Versatile singing star of television, stage, screen, and cabaret Leslie Uggams (b. New York City, May 25, 1943) is certainly best known across America for her role as Kizzy in the most-watched television series in history, Alex Haley’s Roots (1977). But more typical of her performance style was her work in Hallelujah, Baby! on Broadway, for which she won the 1968 Tony Award® for Best Actress in a Musical. She has won many other awards and nominations besides.

Leslie Uggams probably cannot remember a time when she was not in show business. At the tender age of six she was on television, playing the niece of Ethel Waters on the series Beulah (1950). She charmed audiences singing on Your Show of Shows, The Milton Berle Show, and The Arthur Godfrey Show, and at seven was opening at the Apollo Theater in Harlem for jazz greats like Louis Armstrong, Ella Fitzgerald, and Dinah Washington. She continued to perform while attending the New York Professional Children’s School, and at fifteen appeared on Name That Tune, where she caught the eye of Mitch Miller. Miller signed her up as a regular on his popular Sing Along with Mitch (“Follow the bouncing ball!”), making Uggams one of the first African-Americans to be featured in prime time.

Miller was also a producer at Columbia Records, where Uggams recorded her first album, including the hit single, “Morgan.” She studied theory and composition at Juilliard, but found herself increasingly busy in night clubs and musical shows, even traveling to the West Coast to sing in films (Inherit the Wind 1960, Two Weeks in Another Town 1962). In Berkeley, California, she starred in The Boyfriend. Her role in Hallelujah, Baby! – written originally for Lena Horne – was her Broadway debut, and it won her the Tony®.

In the late ’60s and early ’70s, Uggams acted in television shows like The Girl from U.N.C.L.E., I Spy, The Mod Squad, Marcus Welby, M.D., while continuing to appear as herself on variety shows. In 1969 she even had a variety show of her own. Between 1969 and 1977 she appeared on sixteen episodes of Hollywood Squares.

Uggams made a dramatic film debut in the thriller Skyjacked in 1972, following up with Black Girl (1972) and Poor Pretty Eddie (1975). For her performance in Roots in 1977, she gained worldwide recognition as well as a Critics Choice Award for Best Supporting Actress and a shower of nominations (Emmy®, Golden Globe®). It made her guest appearances with Big Bird on The Muppet Show (1978) all the more exciting. More television specials and mini-series came after (Backstairs in the White House 1979, Sizzle 1981, Plácido Domingo Stepping Out with the Ladies 1985, Christmas at Radio City Music Hall 1986), climaxing when Leslie Uggams won an Emmy® as the co-host of the series Fantasy in 1982.
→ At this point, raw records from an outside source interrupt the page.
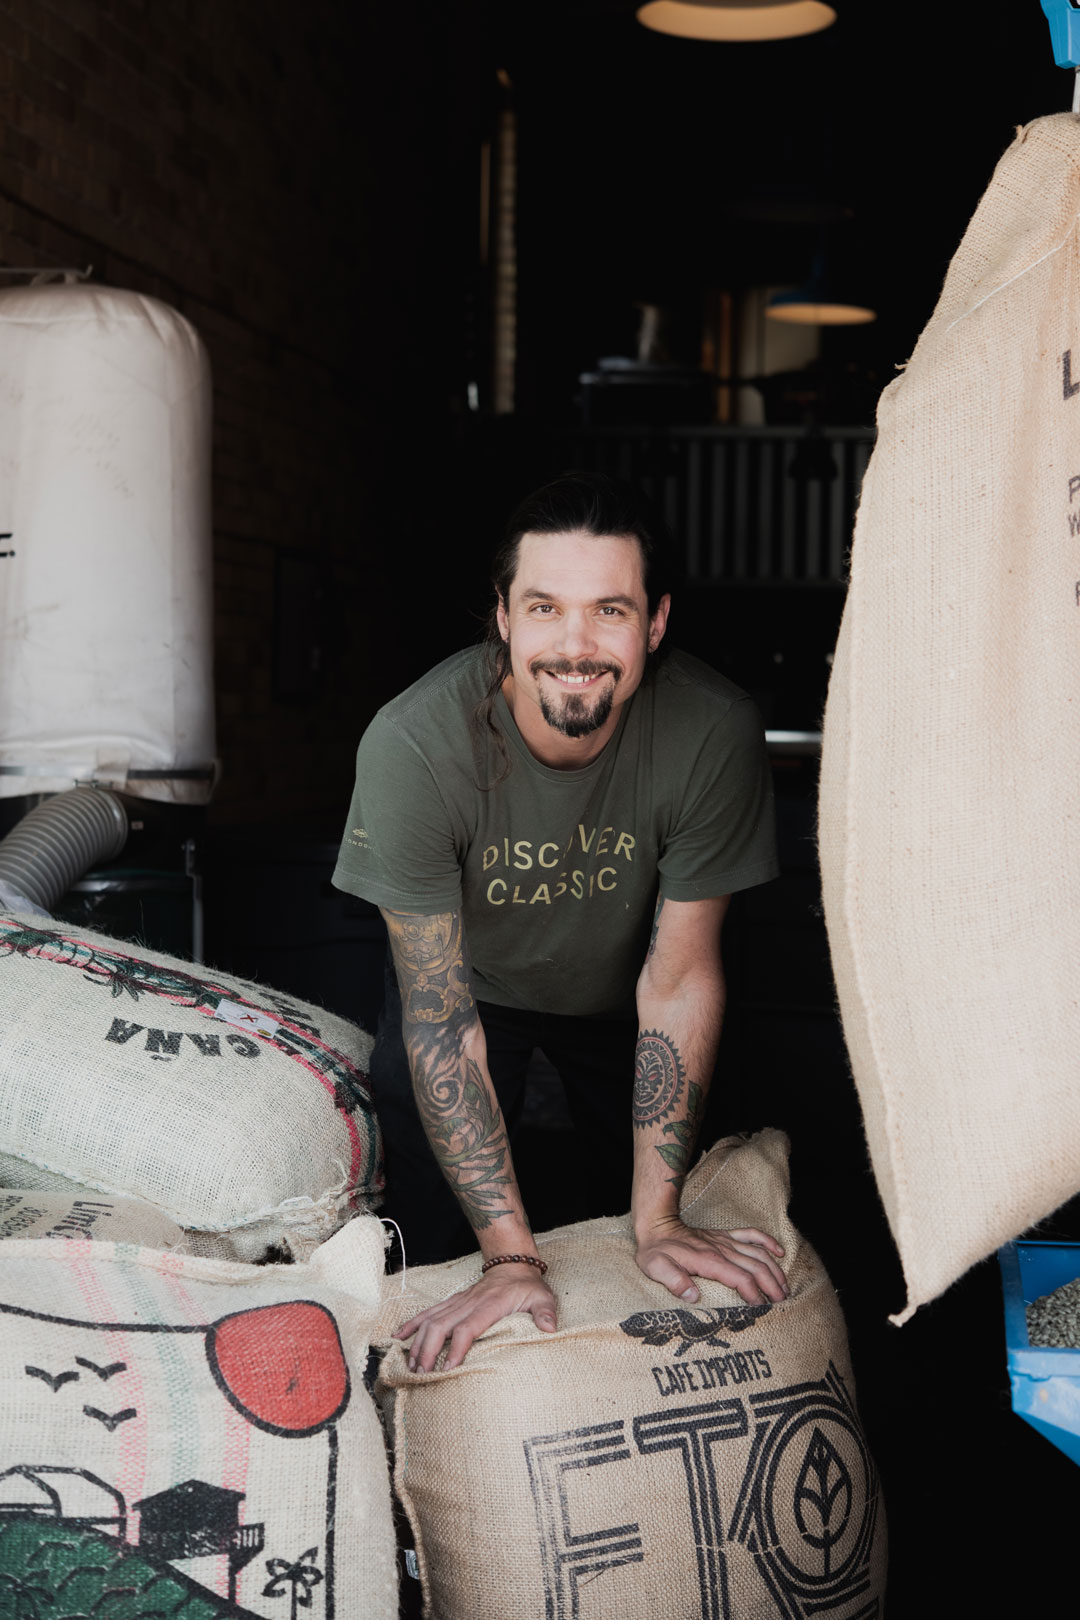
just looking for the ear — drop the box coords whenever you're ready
[496,594,510,644]
[647,593,671,653]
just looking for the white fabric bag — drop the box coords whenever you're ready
[0,281,216,804]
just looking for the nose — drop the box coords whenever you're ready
[555,609,597,659]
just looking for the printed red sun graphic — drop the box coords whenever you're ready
[206,1301,350,1436]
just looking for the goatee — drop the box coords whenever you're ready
[538,683,615,738]
[520,654,622,739]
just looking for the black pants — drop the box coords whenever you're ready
[371,958,638,1264]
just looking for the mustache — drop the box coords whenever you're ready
[529,658,621,679]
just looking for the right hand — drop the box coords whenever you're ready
[634,1217,788,1307]
[392,1263,558,1373]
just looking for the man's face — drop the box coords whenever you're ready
[496,530,670,746]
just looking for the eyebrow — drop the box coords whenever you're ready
[519,588,640,610]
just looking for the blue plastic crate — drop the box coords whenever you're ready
[999,1240,1080,1466]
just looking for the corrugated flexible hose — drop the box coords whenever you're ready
[0,788,128,914]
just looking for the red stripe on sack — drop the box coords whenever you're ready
[1,924,368,1189]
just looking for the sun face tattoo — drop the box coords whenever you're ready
[633,1029,685,1127]
[633,1027,703,1189]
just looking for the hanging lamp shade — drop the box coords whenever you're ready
[766,246,875,325]
[637,0,836,42]
[767,292,876,325]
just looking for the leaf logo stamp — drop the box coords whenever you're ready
[793,1427,853,1577]
[728,1362,882,1611]
[619,1303,773,1357]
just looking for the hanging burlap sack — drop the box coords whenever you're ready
[0,1213,396,1619]
[819,113,1080,1321]
[376,1130,885,1620]
[0,911,381,1260]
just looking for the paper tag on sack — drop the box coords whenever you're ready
[213,998,280,1038]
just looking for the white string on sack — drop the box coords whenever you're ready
[380,1217,408,1293]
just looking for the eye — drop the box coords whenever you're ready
[530,602,556,614]
[599,605,624,617]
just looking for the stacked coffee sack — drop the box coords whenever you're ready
[0,909,383,1259]
[377,1129,887,1620]
[0,912,398,1619]
[0,1204,397,1619]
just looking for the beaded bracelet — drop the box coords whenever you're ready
[480,1252,549,1278]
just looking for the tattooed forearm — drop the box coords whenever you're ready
[384,909,513,1229]
[655,1078,705,1191]
[633,1029,685,1127]
[411,1052,511,1229]
[646,894,665,961]
[633,1027,702,1189]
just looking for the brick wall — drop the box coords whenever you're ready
[0,0,477,825]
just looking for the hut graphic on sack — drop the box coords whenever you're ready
[0,1468,267,1614]
[376,1130,886,1620]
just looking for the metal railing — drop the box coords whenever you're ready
[561,425,874,586]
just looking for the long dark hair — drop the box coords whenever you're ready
[474,471,679,776]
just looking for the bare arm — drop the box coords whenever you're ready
[381,907,557,1369]
[631,894,788,1306]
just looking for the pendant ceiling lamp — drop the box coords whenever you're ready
[637,0,836,43]
[766,244,875,326]
[767,291,875,325]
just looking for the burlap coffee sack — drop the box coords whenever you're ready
[0,1187,247,1260]
[376,1130,885,1620]
[0,911,382,1259]
[819,113,1080,1320]
[0,1213,396,1618]
[0,1187,185,1247]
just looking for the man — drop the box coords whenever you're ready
[333,472,787,1373]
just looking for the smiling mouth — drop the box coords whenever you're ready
[533,662,619,690]
[546,671,606,687]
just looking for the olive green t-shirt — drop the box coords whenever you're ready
[332,646,778,1017]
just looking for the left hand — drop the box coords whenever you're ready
[635,1216,789,1307]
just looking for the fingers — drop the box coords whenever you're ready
[410,1297,501,1373]
[392,1308,431,1342]
[717,1238,789,1299]
[638,1247,702,1304]
[443,1319,482,1372]
[408,1314,474,1374]
[530,1297,558,1334]
[727,1226,786,1258]
[687,1226,789,1300]
[636,1230,790,1307]
[391,1279,559,1372]
[642,1244,771,1307]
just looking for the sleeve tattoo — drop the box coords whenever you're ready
[633,1027,704,1188]
[384,910,512,1229]
[646,893,665,960]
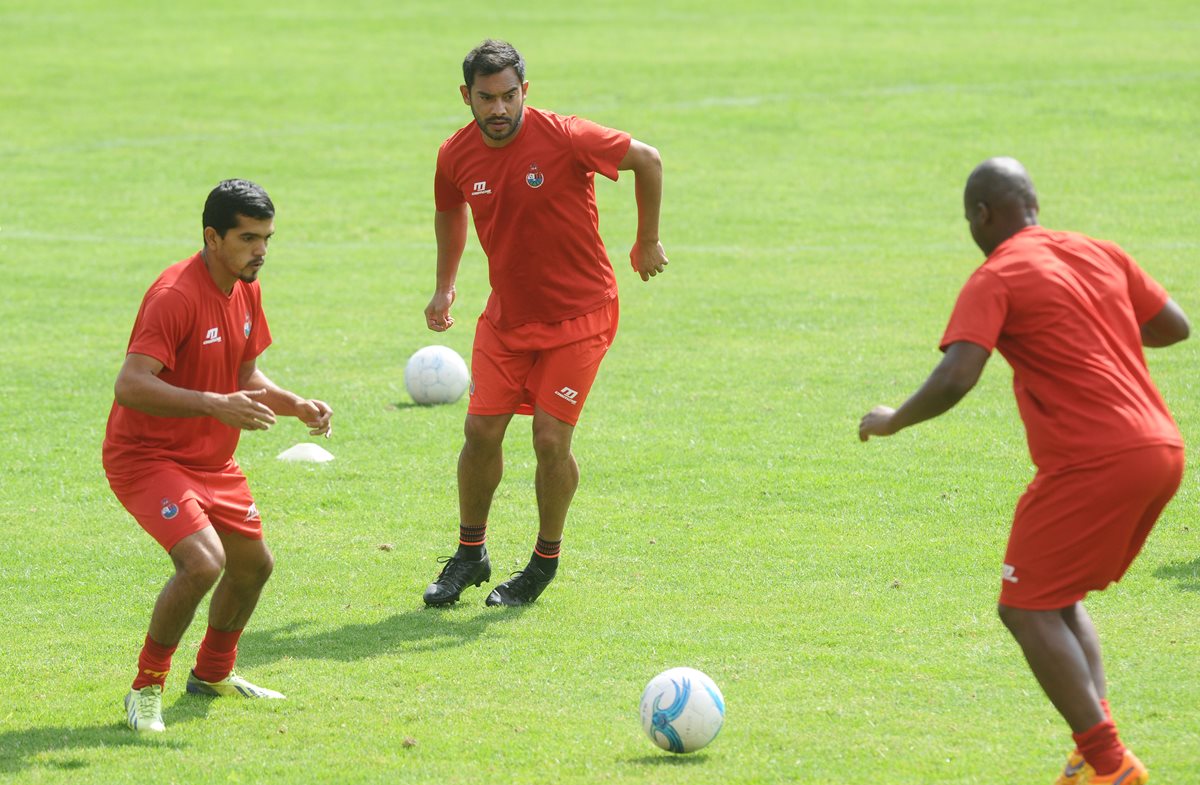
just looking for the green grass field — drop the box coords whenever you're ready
[2,1,1198,782]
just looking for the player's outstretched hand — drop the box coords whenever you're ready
[630,239,668,282]
[215,389,277,431]
[296,399,333,438]
[858,405,896,442]
[425,289,456,332]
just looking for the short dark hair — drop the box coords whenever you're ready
[202,179,274,239]
[462,39,525,90]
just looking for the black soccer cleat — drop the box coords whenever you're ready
[422,553,492,606]
[484,564,555,607]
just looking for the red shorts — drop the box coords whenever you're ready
[469,300,618,426]
[999,444,1183,609]
[107,460,263,552]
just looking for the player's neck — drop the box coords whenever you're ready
[200,248,236,296]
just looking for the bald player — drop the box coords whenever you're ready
[859,157,1188,784]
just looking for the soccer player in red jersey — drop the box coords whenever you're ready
[421,40,668,607]
[105,180,333,732]
[858,158,1188,784]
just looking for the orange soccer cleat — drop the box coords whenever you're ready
[1088,749,1149,785]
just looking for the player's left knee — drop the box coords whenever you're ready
[233,547,274,586]
[532,429,573,463]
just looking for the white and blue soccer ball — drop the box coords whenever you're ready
[639,667,725,753]
[404,345,470,405]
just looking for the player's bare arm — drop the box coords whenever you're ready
[239,362,333,437]
[858,341,990,441]
[618,138,668,282]
[114,352,276,431]
[1140,297,1190,347]
[426,204,470,331]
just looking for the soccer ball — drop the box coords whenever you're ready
[404,345,470,405]
[639,667,725,753]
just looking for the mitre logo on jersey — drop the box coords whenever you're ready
[471,180,492,197]
[160,498,179,520]
[244,503,260,521]
[525,163,544,189]
[203,327,222,345]
[1002,563,1019,583]
[243,313,252,338]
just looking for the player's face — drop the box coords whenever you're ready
[206,214,274,287]
[461,68,528,148]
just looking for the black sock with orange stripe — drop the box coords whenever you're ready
[455,523,487,560]
[530,536,561,575]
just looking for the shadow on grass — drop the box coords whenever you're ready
[0,693,213,776]
[388,401,443,411]
[1153,557,1200,592]
[623,753,712,766]
[238,605,528,666]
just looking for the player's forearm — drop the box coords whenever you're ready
[115,372,220,419]
[889,364,976,434]
[631,146,663,243]
[241,369,304,416]
[434,206,469,291]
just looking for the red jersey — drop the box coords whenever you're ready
[103,252,272,473]
[941,226,1180,471]
[434,106,632,329]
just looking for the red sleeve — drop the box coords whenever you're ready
[1104,241,1169,324]
[566,116,631,182]
[939,268,1008,353]
[434,143,465,212]
[244,287,272,362]
[127,287,190,371]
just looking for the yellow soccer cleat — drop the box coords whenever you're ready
[1054,750,1094,785]
[186,670,285,699]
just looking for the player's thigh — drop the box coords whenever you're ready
[527,332,613,426]
[469,317,538,415]
[1001,445,1183,609]
[108,463,213,552]
[215,526,274,582]
[203,464,264,542]
[1110,444,1184,579]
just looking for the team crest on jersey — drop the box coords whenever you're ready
[525,163,544,189]
[244,312,252,338]
[160,498,179,520]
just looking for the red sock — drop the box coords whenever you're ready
[1071,699,1115,755]
[1073,719,1124,776]
[131,634,177,690]
[192,626,243,683]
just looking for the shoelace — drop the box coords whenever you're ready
[436,556,482,582]
[135,688,162,719]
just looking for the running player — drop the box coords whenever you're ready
[859,157,1188,784]
[421,39,668,607]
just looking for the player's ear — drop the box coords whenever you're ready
[203,226,218,249]
[521,81,529,98]
[976,202,991,224]
[460,85,470,105]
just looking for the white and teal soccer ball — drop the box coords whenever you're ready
[639,667,725,753]
[404,345,470,405]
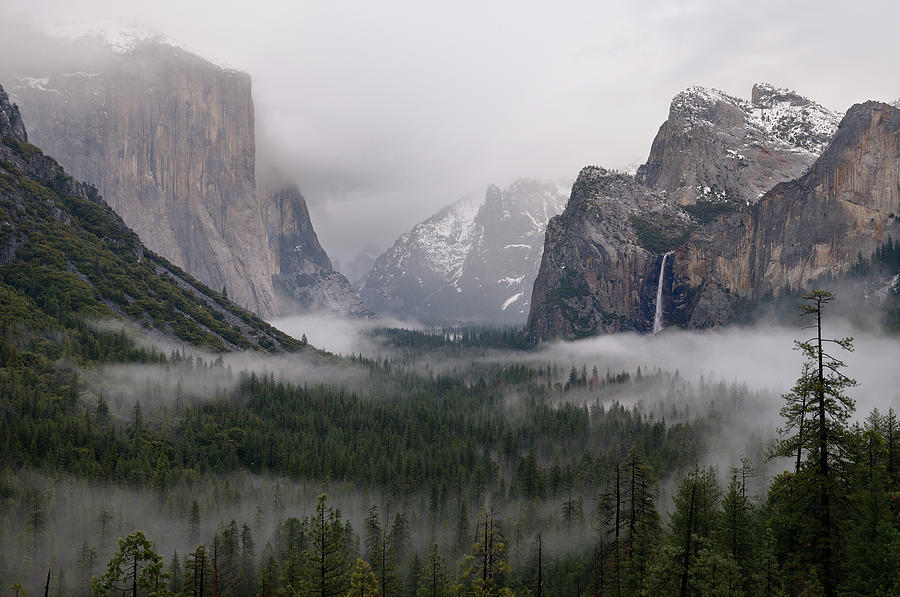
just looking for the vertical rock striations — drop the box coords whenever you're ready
[672,101,900,325]
[7,41,278,316]
[0,82,301,353]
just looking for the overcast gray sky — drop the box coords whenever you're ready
[8,0,900,265]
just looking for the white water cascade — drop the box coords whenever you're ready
[652,252,672,335]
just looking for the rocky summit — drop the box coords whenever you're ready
[527,86,899,341]
[636,83,840,207]
[361,179,568,324]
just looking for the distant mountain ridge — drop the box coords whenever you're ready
[361,179,569,324]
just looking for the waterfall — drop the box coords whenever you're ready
[652,252,672,335]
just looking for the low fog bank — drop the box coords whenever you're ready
[269,312,422,356]
[79,318,375,417]
[2,471,603,593]
[537,320,900,418]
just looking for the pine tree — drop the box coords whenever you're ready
[716,465,758,595]
[346,559,378,597]
[238,523,257,596]
[185,545,212,597]
[302,494,350,597]
[188,501,201,545]
[91,530,169,597]
[772,290,856,597]
[622,449,660,592]
[166,552,181,596]
[417,544,451,597]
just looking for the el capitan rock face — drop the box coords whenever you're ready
[527,87,899,341]
[261,184,372,318]
[361,179,568,324]
[7,41,278,317]
[0,82,300,353]
[5,32,370,320]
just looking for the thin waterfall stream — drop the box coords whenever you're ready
[652,252,672,335]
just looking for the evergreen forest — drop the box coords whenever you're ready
[0,285,898,596]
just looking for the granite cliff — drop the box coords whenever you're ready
[527,87,899,340]
[0,83,300,353]
[5,29,368,319]
[7,40,277,317]
[671,101,900,326]
[526,169,673,340]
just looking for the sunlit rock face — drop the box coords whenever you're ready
[527,87,899,341]
[360,178,568,324]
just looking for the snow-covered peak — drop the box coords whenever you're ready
[669,83,839,155]
[405,195,482,281]
[361,179,568,323]
[44,20,185,55]
[37,20,240,72]
[745,83,840,154]
[670,86,738,113]
[892,98,900,109]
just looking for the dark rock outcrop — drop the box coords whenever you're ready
[0,86,27,141]
[526,168,676,340]
[261,184,372,317]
Uggams returned to Broadway several times in the 1980s, in Blues in the Night (1982), in Jerry’s Girls (1985), and as Reno Sweeney in a revival of Cole Porter’s Anything Goes at Lincoln Center (1988). She toured with Peter Nero and Mel Torme in The Great Gershwin Concert (1987), and played her old friend Ethel Waters in 1991, touring in a new musical play called Stringbean. In 1996, Uggams was a regular on All My Children, playing Rose Keefer.

Leslie Uggams has appeared often in concert with the nation’s leading orchestras and delivered memorable performances in regional theatres. She sang a Memorial Day Concert with the Washington (D.C.) Symphony Orchestra for over 300,000 people gathered on the Mall, televised live to millions on PBS. At the Hollywood Bowl she was featured in Jerry Herman’s Broadway, an all-star tribute to the legendary songwriter. At TheatreFest in New Jersey, she handled the dramatic portrayal of opera diva Maria Callas in Terrence McNally’s Master Class, and in early 2009 at the Pasadena Playhouse, took on the role of jazz singer Lena Horne in Stormy Weather.

New roles for Uggams on Broadway in the twenty-first century have included Ruby in King Hedley II (2001), society heiress Muzzy Van Hossmere in Thoroughly Modern Millie (2003), and Ethel Thayer in the revival of On Golden Pond (2005), opposite James Earl Jones.

Leslie Uggams has recorded ten solo albums of songs.